Foi quando se descobriu que o equipamento vindo dos Estados Unidos, não dava. E o INPE para continuar sonhando com o satélite, terminou bancado a compra dos equipamentos novos para uma moderna emissora (e produtora) de televisão.

A Tv Universitária entrava do ar em 1972 para levar o ensino onde não tinha escola.

O QUE FICOU DO PROJETO

O Governador do Estado, Cortez Pereira, havia convocado Dalton para ser seu Secretário da Educação, entusiasmado com a proposta do Projeto Saci e antes do satélite foram identificados pontos que não tinham escola.

Uma precária rede de micro ondas levava o sinal da TV-U até esses locais, com o conteúdo produzido aqui nos seus estúdios (no prédio da antiga Escola Industrial, na avenida Rio Branco, em Natal).

O Projeto Saci (o nome foi mantido) chegou a ter 500 tele-postos em diferentes municípios do RN.

Foi quando o INPE jogou a toalha, compreendendo que a necessidade original, que justificaria o lançamento de um satélite exclusivo, havia sido ultrapassada por outro caminho, a Embratel que ligou o Brasil através um sistema eficiente de micro-ondas.
Sem o INPE, nem satélite, ficou a alma do SACI.

LUTAR PARA SOBRVIVER

Paralelamente, várias universidades federais foram criando as suas próprias emissoras, e o Ministério da Educação lançou um programa específico com um centro de produção centralizado para realização de telecursos.

Além disso a iniciativa privada entrou na área, com a Fundação Roberto Marinho, com respaldo da Rede Globo, contratando talentos em todo Brasil, inclusive em Natal. Com custos muito menores do que a produção estatal.

Totalmente desidratado, o Projeto Saci foi saindo de cena, e a TV Universitária teve de se reinventar.

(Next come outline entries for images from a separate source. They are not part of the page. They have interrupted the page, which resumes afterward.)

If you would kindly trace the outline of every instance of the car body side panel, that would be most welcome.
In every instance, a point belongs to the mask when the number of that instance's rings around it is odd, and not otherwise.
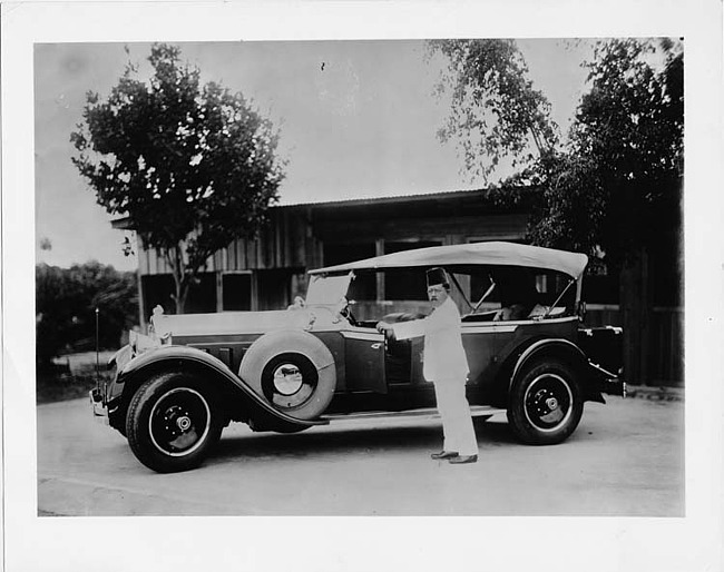
[[[342,333],[344,338],[345,388],[387,393],[384,336],[369,328]]]

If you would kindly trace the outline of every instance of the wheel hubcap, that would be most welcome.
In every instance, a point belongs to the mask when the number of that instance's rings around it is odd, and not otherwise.
[[[306,378],[292,362],[283,362],[272,371],[271,383],[265,388],[270,401],[282,410],[303,405],[314,393],[315,379]]]
[[[524,396],[526,418],[538,431],[556,431],[573,414],[574,396],[568,382],[558,374],[536,377]]]
[[[212,413],[206,398],[189,387],[166,392],[156,401],[148,418],[154,446],[170,456],[196,451],[211,430]]]

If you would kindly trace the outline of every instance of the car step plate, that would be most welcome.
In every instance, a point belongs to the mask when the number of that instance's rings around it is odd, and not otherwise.
[[[490,405],[472,405],[470,407],[470,415],[473,417],[492,417],[506,413],[506,410],[491,407]],[[337,413],[324,415],[321,418],[324,421],[352,421],[352,420],[374,420],[374,418],[403,418],[403,417],[421,417],[421,418],[439,418],[440,414],[434,407],[425,407],[421,410],[409,411],[368,411],[361,413]]]

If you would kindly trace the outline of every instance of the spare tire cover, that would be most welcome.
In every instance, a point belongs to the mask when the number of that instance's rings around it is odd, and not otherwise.
[[[336,387],[332,353],[300,331],[264,334],[244,354],[238,375],[275,408],[299,420],[324,413]]]

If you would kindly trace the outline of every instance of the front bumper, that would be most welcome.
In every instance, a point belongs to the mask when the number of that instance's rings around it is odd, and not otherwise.
[[[88,396],[90,397],[90,404],[92,405],[94,416],[105,418],[106,423],[108,423],[108,408],[104,403],[101,391],[98,387],[90,389]]]

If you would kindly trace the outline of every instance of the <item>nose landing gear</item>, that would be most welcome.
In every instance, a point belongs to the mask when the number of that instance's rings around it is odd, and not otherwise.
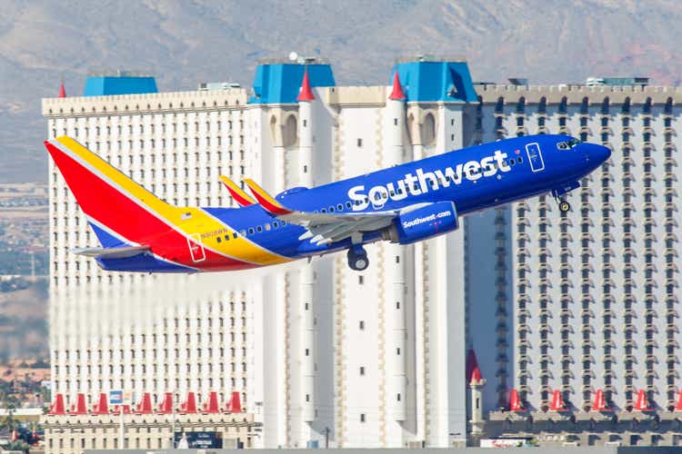
[[[348,249],[348,266],[356,271],[363,271],[369,266],[367,252],[361,244],[354,244]]]

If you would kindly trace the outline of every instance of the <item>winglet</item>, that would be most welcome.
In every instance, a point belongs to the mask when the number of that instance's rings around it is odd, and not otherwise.
[[[246,178],[244,180],[244,183],[246,183],[248,186],[248,189],[251,190],[251,193],[254,194],[254,197],[256,197],[256,200],[258,201],[258,203],[260,203],[263,209],[270,214],[281,216],[283,214],[289,214],[292,212],[290,210],[287,210],[286,208],[282,206],[279,202],[276,201],[275,198],[266,192],[263,188],[258,186],[258,184],[256,184],[256,182],[254,182],[250,178]]]
[[[223,184],[225,184],[225,187],[227,188],[227,191],[229,191],[232,198],[235,199],[235,202],[239,203],[239,206],[248,206],[256,203],[256,201],[253,199],[253,197],[245,192],[242,188],[237,186],[235,182],[233,182],[226,176],[220,175],[220,181],[223,182]]]

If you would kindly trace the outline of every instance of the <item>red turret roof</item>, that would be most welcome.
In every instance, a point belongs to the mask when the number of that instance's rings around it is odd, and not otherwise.
[[[523,411],[524,409],[521,407],[521,398],[518,395],[518,391],[516,389],[512,389],[509,393],[509,411]]]
[[[303,74],[303,82],[301,83],[301,91],[298,94],[296,101],[315,101],[315,95],[310,89],[310,79],[308,79],[308,69]]]
[[[478,366],[476,366],[471,372],[471,380],[469,380],[469,383],[478,384],[481,381],[483,381],[483,377],[481,377],[481,370],[478,368]]]
[[[478,367],[478,360],[476,359],[476,352],[474,351],[474,349],[471,349],[466,354],[466,383],[471,383],[471,380],[474,379],[476,379],[476,383],[483,380],[481,370]]]
[[[682,390],[679,390],[679,397],[677,397],[677,404],[675,406],[675,411],[682,411]]]
[[[406,99],[407,96],[403,92],[403,87],[400,85],[400,77],[397,74],[397,71],[393,74],[393,91],[388,96],[388,99],[401,100]]]

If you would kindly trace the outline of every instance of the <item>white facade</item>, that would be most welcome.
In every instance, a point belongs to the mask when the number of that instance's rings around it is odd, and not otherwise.
[[[469,220],[469,252],[483,265],[467,270],[468,339],[488,378],[486,409],[506,407],[512,388],[538,412],[555,390],[574,413],[589,410],[598,389],[619,415],[639,390],[658,412],[672,409],[682,388],[680,91],[488,85],[478,93],[483,142],[565,133],[613,151],[567,197],[567,214],[543,196]],[[482,284],[491,281],[495,289]],[[491,339],[495,350],[486,348]]]
[[[241,89],[44,100],[69,134],[176,204],[234,206],[217,179],[268,191],[321,184],[459,148],[466,106],[388,100],[389,87],[315,88],[246,104]],[[242,393],[261,447],[446,447],[466,434],[464,234],[367,248],[233,279],[103,272],[50,166],[54,390]],[[115,207],[113,207],[115,209]]]

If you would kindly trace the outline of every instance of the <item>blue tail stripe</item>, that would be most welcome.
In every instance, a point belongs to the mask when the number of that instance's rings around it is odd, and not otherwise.
[[[132,246],[132,244],[127,244],[118,238],[115,237],[111,233],[107,233],[101,228],[97,227],[93,222],[88,222],[90,224],[90,227],[92,227],[93,232],[95,232],[95,234],[97,235],[97,240],[99,240],[100,244],[102,244],[102,247],[105,248],[120,248],[123,246]]]

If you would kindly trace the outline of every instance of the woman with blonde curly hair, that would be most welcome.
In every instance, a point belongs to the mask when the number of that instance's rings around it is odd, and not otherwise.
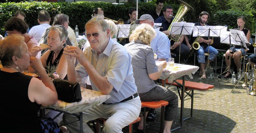
[[[132,66],[134,77],[141,101],[168,101],[165,106],[164,133],[170,133],[172,121],[177,115],[178,99],[177,95],[170,90],[156,84],[157,79],[166,67],[165,61],[161,61],[156,65],[154,59],[153,49],[149,46],[152,39],[156,36],[156,32],[148,24],[142,24],[136,28],[130,36],[130,43],[124,47],[132,57]],[[146,109],[147,116],[150,109]],[[141,115],[137,133],[142,132],[143,116]]]

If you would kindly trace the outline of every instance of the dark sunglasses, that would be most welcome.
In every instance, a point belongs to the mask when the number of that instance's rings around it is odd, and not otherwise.
[[[99,34],[100,34],[100,33],[102,32],[103,32],[103,31],[102,31],[101,32],[99,32],[92,33],[92,34],[87,34],[85,35],[85,36],[87,38],[90,38],[90,37],[91,37],[91,35],[92,35],[92,36],[93,36],[93,37],[95,38],[96,38],[98,36],[99,36]]]

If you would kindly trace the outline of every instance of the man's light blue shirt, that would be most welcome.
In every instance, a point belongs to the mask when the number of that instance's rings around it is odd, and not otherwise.
[[[106,77],[114,87],[110,94],[111,97],[105,103],[118,103],[137,92],[131,63],[132,58],[123,46],[110,38],[107,47],[98,57],[90,46],[84,50],[84,54],[97,71]],[[84,67],[80,63],[76,69],[81,77],[88,75]],[[99,91],[90,79],[90,80],[92,89]]]
[[[167,36],[164,33],[155,28],[156,32],[156,37],[150,42],[150,46],[153,49],[153,51],[157,55],[158,58],[165,59],[166,62],[171,58],[170,47],[171,43]]]

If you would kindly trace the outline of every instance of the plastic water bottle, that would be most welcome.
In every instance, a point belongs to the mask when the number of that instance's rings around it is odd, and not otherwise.
[[[78,38],[79,35],[79,30],[78,30],[78,28],[77,27],[77,25],[76,26],[76,28],[75,28],[75,30],[74,30],[74,32],[75,32],[75,35],[76,35],[76,38]]]
[[[235,72],[233,72],[232,74],[232,77],[231,77],[231,83],[236,84],[236,74]]]
[[[248,91],[249,92],[252,91],[252,89],[253,89],[253,80],[252,80],[252,79],[251,79],[251,80],[250,80],[250,83],[249,83]]]

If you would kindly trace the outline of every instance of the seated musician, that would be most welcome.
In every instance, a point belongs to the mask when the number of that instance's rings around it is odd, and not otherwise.
[[[168,30],[174,19],[173,17],[170,16],[170,15],[173,15],[173,10],[172,7],[169,5],[164,6],[163,9],[164,15],[156,20],[155,23],[162,23],[160,31],[162,32],[166,35],[169,35],[170,31]],[[186,46],[186,44],[182,43],[183,40],[184,36],[182,36],[179,40],[176,40],[176,42],[172,40],[171,42],[172,46],[170,51],[171,52],[175,54],[176,55],[176,57],[172,57],[174,58],[175,62],[177,63],[179,62],[179,61],[182,62],[184,61],[190,53],[190,44],[187,43]],[[180,60],[179,60],[179,59]]]
[[[165,61],[156,66],[152,49],[149,45],[156,36],[154,28],[147,24],[142,24],[136,28],[130,37],[130,43],[124,47],[132,57],[134,77],[141,101],[163,100],[169,104],[165,106],[164,133],[170,133],[172,122],[178,111],[178,98],[170,89],[156,84],[154,80],[161,76],[166,66]],[[147,109],[146,116],[149,111]],[[143,129],[143,116],[141,118],[137,133]]]
[[[199,22],[195,23],[195,26],[208,26],[206,23],[207,22],[210,17],[209,14],[206,12],[203,11],[199,15]],[[209,39],[208,37],[193,37],[191,38],[194,41],[196,39],[198,39],[198,41],[200,44],[199,49],[197,50],[197,59],[200,67],[200,73],[199,75],[202,76],[202,78],[206,78],[206,73],[205,71],[205,67],[208,63],[214,61],[218,56],[218,51],[213,47],[209,46],[208,44],[212,42],[212,39]],[[208,53],[209,50],[209,56],[208,58],[205,61],[205,56],[204,53]],[[208,60],[209,59],[209,60]]]
[[[238,26],[238,28],[237,29],[240,31],[243,31],[244,33],[244,35],[246,36],[247,40],[249,41],[250,40],[251,34],[250,30],[244,28],[244,24],[245,24],[244,17],[242,16],[238,17],[237,18],[237,25]],[[237,73],[237,71],[240,69],[240,58],[241,56],[245,55],[246,54],[245,49],[242,46],[235,46],[228,50],[226,52],[226,56],[225,57],[226,65],[227,67],[230,67],[231,60],[230,59],[233,57],[234,62],[237,68],[237,69],[236,70],[234,70],[234,71],[235,73]],[[230,71],[228,71],[226,75],[224,76],[224,78],[231,77],[232,75]]]

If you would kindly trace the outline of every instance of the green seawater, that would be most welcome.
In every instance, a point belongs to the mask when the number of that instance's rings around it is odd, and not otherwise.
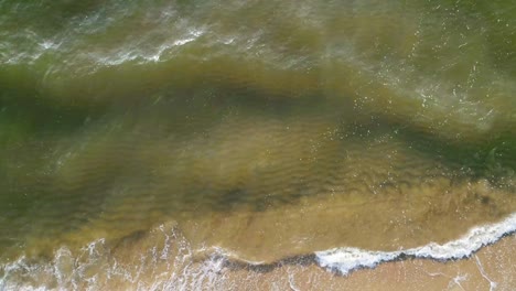
[[[270,262],[443,242],[510,215],[515,14],[0,0],[0,289],[30,281],[8,270],[21,256],[123,248],[171,222],[193,246]]]

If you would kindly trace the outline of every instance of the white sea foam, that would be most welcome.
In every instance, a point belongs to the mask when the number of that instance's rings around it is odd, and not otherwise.
[[[321,267],[348,274],[358,268],[374,268],[380,262],[401,257],[428,258],[436,260],[463,259],[503,236],[516,231],[516,213],[497,224],[472,228],[465,236],[443,245],[430,242],[426,246],[397,251],[370,251],[358,248],[334,248],[316,251]]]

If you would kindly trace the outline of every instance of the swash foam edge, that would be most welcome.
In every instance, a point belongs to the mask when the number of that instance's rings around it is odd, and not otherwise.
[[[482,247],[496,242],[505,235],[516,231],[516,213],[497,224],[470,229],[465,236],[443,245],[430,242],[426,246],[397,251],[370,251],[358,248],[333,248],[315,251],[318,263],[326,269],[348,274],[358,268],[374,268],[378,263],[401,257],[434,260],[464,259]]]

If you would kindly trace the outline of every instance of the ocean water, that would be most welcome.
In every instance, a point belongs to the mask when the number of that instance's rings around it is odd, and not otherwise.
[[[475,254],[516,230],[515,13],[0,0],[0,290],[488,278]]]

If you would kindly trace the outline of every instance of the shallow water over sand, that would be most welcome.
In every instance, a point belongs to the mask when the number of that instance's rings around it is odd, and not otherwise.
[[[503,222],[515,9],[0,1],[0,289],[318,273]]]

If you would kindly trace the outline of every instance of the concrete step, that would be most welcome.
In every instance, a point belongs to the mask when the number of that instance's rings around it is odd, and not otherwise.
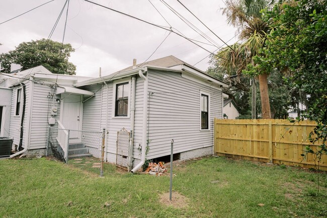
[[[82,158],[84,157],[92,157],[92,155],[91,154],[74,154],[73,155],[68,155],[68,158],[69,160],[75,158]]]
[[[71,143],[69,144],[69,145],[68,146],[69,150],[84,148],[85,148],[85,145],[84,145],[84,144],[83,143]]]
[[[74,155],[75,154],[88,154],[89,153],[89,149],[86,148],[75,148],[73,149],[69,149],[68,151],[68,156],[70,155]]]

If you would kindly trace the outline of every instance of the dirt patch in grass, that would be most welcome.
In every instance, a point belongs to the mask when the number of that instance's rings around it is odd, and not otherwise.
[[[172,206],[177,208],[185,208],[188,206],[189,199],[179,193],[174,191],[172,195],[172,201],[169,200],[170,193],[164,193],[159,195],[160,202],[167,206]]]

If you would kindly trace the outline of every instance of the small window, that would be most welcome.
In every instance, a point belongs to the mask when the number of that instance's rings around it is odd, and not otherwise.
[[[128,82],[118,84],[116,86],[116,106],[115,116],[127,117],[128,115]]]
[[[209,129],[209,96],[207,95],[201,95],[201,129]]]
[[[19,116],[21,111],[21,100],[22,95],[22,89],[17,89],[17,98],[16,99],[16,111],[15,115]]]

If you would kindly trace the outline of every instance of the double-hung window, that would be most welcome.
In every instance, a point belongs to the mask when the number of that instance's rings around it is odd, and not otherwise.
[[[22,98],[22,89],[19,88],[17,89],[17,98],[16,98],[16,110],[15,112],[15,115],[19,116],[21,111],[21,100]]]
[[[201,129],[209,129],[209,96],[201,95]]]
[[[116,86],[116,106],[115,116],[127,117],[128,115],[128,82],[117,84]]]

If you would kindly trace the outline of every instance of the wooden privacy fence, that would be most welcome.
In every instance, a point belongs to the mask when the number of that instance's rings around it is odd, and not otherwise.
[[[214,153],[307,168],[317,166],[314,155],[303,154],[307,139],[315,123],[303,121],[290,123],[288,120],[214,120]],[[316,150],[319,142],[312,145]],[[327,170],[327,155],[323,155],[320,168]]]

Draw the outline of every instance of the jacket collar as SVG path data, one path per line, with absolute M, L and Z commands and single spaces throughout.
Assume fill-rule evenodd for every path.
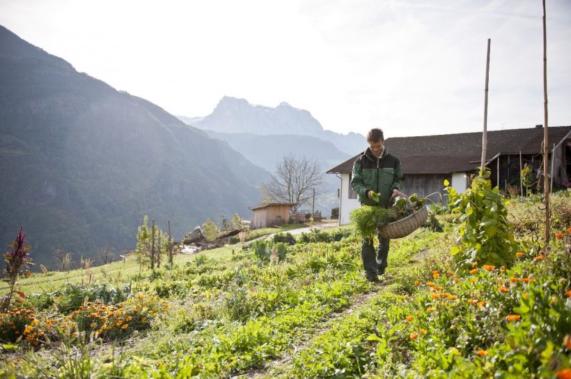
M 367 147 L 367 150 L 363 153 L 363 154 L 367 156 L 367 158 L 371 159 L 373 161 L 376 161 L 377 158 L 374 155 L 373 155 L 373 152 L 371 152 L 370 149 Z M 386 147 L 383 145 L 383 151 L 381 152 L 381 155 L 379 156 L 379 159 L 382 159 L 386 154 L 389 154 L 389 152 L 386 150 Z

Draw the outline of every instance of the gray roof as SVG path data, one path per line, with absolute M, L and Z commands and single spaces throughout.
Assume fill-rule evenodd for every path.
M 549 148 L 565 140 L 571 126 L 549 128 Z M 541 153 L 543 128 L 496 130 L 487 132 L 486 159 L 498 155 Z M 450 174 L 476 170 L 482 157 L 482 132 L 396 137 L 384 141 L 389 153 L 400 160 L 405 174 Z M 353 162 L 362 153 L 327 171 L 350 172 Z

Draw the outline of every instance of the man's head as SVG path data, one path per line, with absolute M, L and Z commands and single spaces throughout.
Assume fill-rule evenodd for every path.
M 378 128 L 373 128 L 367 134 L 367 143 L 369 144 L 369 149 L 376 158 L 380 156 L 383 151 L 383 143 L 384 138 L 383 131 Z

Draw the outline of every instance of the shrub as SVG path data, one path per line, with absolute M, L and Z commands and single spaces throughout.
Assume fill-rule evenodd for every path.
M 125 301 L 131 293 L 129 284 L 122 288 L 108 287 L 107 284 L 72 284 L 65 283 L 62 289 L 52 293 L 54 303 L 63 314 L 77 309 L 86 302 L 117 304 Z
M 517 250 L 508 225 L 506 201 L 497 187 L 492 188 L 489 177 L 490 171 L 480 171 L 462 193 L 446 188 L 453 213 L 460 222 L 460 245 L 453 248 L 452 255 L 463 269 L 474 261 L 507 265 Z
M 297 242 L 295 238 L 294 238 L 291 233 L 278 233 L 277 234 L 274 234 L 273 241 L 274 243 L 283 242 L 288 245 L 295 245 Z

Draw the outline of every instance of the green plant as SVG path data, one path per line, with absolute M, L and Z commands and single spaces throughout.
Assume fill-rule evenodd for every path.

Nos anos ´90, o reitor Geraldo Queiroz inaugurou a nova sede da TV-U no Campus Central da UFRN, a colocando numa nova dimensão, voltada sobretudo para o ensino da Comunicação. Integrante de uma rede nacional de emissoras ligadas pelas micro-ondas da Embratel, com um quadro de servidores e orçamento próprio.

Do satélite original ficou a lembrança e uma boa história dos tempos de pioneirismo e dos seus pioneiros. Os pioneiros que construíram esse país em todos os campos.